Pada pembahasan kali ini kita akan membahas mengenai contoh kasus inflasi, baik di Indonesia maupun dunia. Berikut contohnya.
Contoh Kasus 1
Indonesia
Dikutip dari berita nasional yang menginformasikan bahwa pada tahun 2014 lalu salah satu wilayah Indonesia yaitu Sumatra Utara pernah mengalami inflasi. Diketahui apabila pada Juni 2014 tingkat inflasi yang dialami sebesar 0,52%.

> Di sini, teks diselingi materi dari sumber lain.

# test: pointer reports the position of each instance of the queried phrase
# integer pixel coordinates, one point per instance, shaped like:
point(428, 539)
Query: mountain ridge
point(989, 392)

Berdasarkan data dari Badan Pusat Statistika (BPS) menjelaskan inflasi tersebut dipengaruhi oleh naiknya harga beberapa komoditas seperti harga jenis pangan yaitu, bayam, wortel, bawang merah, dan daging ayam. Menanggapi hal tersebut penajabat daerah beransumsi jika kenaikan harga-harga tersebut karena adanya perayaan hari besar keagamaan. Begitu pula dengan tokoh-tokoh masyarakat setempat yang menyatakan bahwa sudah menjadi kewajaran apabila setiap menghadapi hari besar keagaaman harga-harga akan melonjak.
Dari uraian diatas mengenai kasus nyata yang terjadi di daerah Sumatra Utara, dapat ditarik kesimpulan penyebab utama dari terjadinya inflasi antara lain:
- Pertama, terdapat kondisi yang membuat daya permintaan menjadi tinggi, sedangkan daya penawaran rendah atau sering dijuliki sebagai demand-pull inflation.
- Kedua, dari penyebeb pertama maka tentu akan menimbulkan ketidakseimbangan pasar dimana produsen tidak mampu memenuhi banyaknya permintaan yang ada, sehingga menyebabkan melonjaknya harga-harga komoditas tertentu karena mahalnya biaya produksi. Hal ini sering dinamakan dengan cost-pull inflation.
- Ketiga, dari penyebab kedua maka kemampuan konsumen atau daya beli otomatis meningkat. Hal tersebut terjadi karena arus jumla uang yang beredar (JUB) juga ikut tidak terkendali.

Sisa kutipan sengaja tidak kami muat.